What is rent?

Joseph Meethan Joseph Meethan 7th July 2025

Rent is a fundamental concept for landlord and tenant law. It governs whether leases fall within various schemes for security of tenure, and is often the simplest route for forfeiture. It also attracts its own limitation period and is the only type of debt which can be subject to Commercial Rent Arrears Recovery (CRAR).

Historically, rent could consist of money or services. This gave way into the modern era to a sum of money payable under contract: United Scientific Holdings v Burnley Borough Council [1978] AC 904 (HL) at (935) per Lord Diplock. In that case it was said that the ‘only surviving relic’ of that mediaeval understanding was the remedy of distress for arrears.

This was taken further in Escalus Properties Ltd v Robinson [1996] QB 231 (CA) where Nourse LJ at (243)-(244) set out the four requirements of rent:

  • a periodical sum,
  • paid in return for the occupation of land,
  • issuing out of the land,
  • for non-payment of which a distress is leviable

This would seem clear, but it has two problems.

The first comes from Escalus Properties itself. The case concerned whether service charges, described in the lease as deemed to be additional rent and recoverable as such, actually were rent despite not having been reserved in the reddendum. The case found that they were. In that case, the definition of rent was truly whatever the lease said would be treated as rent. It cannot be right either that the service charges were paid in return for occupation of the land, as they were specifically the costs of services provided rather than a charge for possession. Nourse LJ’s second point was undermined by his ratio.

The second is newer, and is that distress no longer exists. It was abolished by section 71 Tribunals, Courts and Enforcement Act 2007. CRAR replaced it in relation to business tenancies and applies only to rent as defined in section 76 of that Act, and subsection (2) in particular cuts against the thrust of Escalus Properties:

(2)         “Rent” does not include any sum in respect of rates, council tax, services, repairs, maintenance, insurance or other ancillary matters (whether or not called “rent” in the lease).

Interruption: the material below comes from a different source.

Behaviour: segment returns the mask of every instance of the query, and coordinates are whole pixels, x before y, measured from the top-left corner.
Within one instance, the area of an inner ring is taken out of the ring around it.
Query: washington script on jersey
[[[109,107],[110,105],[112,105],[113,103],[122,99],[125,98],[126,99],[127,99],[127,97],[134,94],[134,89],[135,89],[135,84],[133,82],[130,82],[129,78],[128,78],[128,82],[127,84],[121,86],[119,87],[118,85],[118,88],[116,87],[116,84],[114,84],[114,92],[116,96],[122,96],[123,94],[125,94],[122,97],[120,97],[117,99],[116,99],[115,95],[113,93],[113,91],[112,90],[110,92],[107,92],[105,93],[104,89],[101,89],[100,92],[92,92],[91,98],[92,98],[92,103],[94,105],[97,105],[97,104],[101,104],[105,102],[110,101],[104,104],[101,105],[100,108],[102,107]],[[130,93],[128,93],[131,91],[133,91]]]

That is again a restrictive meaning of rent, that would prevent reservation of service charges or insurance premia.

Escalus Properties included the ability to distrain as a component of rent, so should its meaning now be tied to the definition for CRAR? The short answer is no. The definition in section 76 does not apply to section 85 of that Act. Section 85 invalidates contractual provisions for distress in relation to various sums, one of which is rent. If the definition in the Act does not apply to at least that reference to rent, then it must have a different meaning. A circular meaning that rent is defined by reference to CRAR would be absurd for that section. Another reason to avoid CRAR is that it of course does not apply to residential property, and a two-tier system of what is and is not rent would be a strange thing to introduce by accident.

So where does this leave the basic meaning of rent? The answer lies in looking past the four requirements set out by Nourse LJ in Escalus Properties, and turning instead to the decision of – who else? – Lord Denning MR in CH Bailey Ltd v Memorial Enterprises Ltd [1974] 1 WLR 728 (CA). At (732) he set out the main principle clearly, which found its way into the ratio of Escalus Properties and of United Scientific Holdings:

The time and manner of the payment is to be ascertained according to the true construction of the contract, and not by reference to out-dated relics of medieval law.

Rent has a long history, but in the modern era it is routinely treated as a matter of contract, and the parties are allowed to cast its meaning as broadly or narrowly as they choose.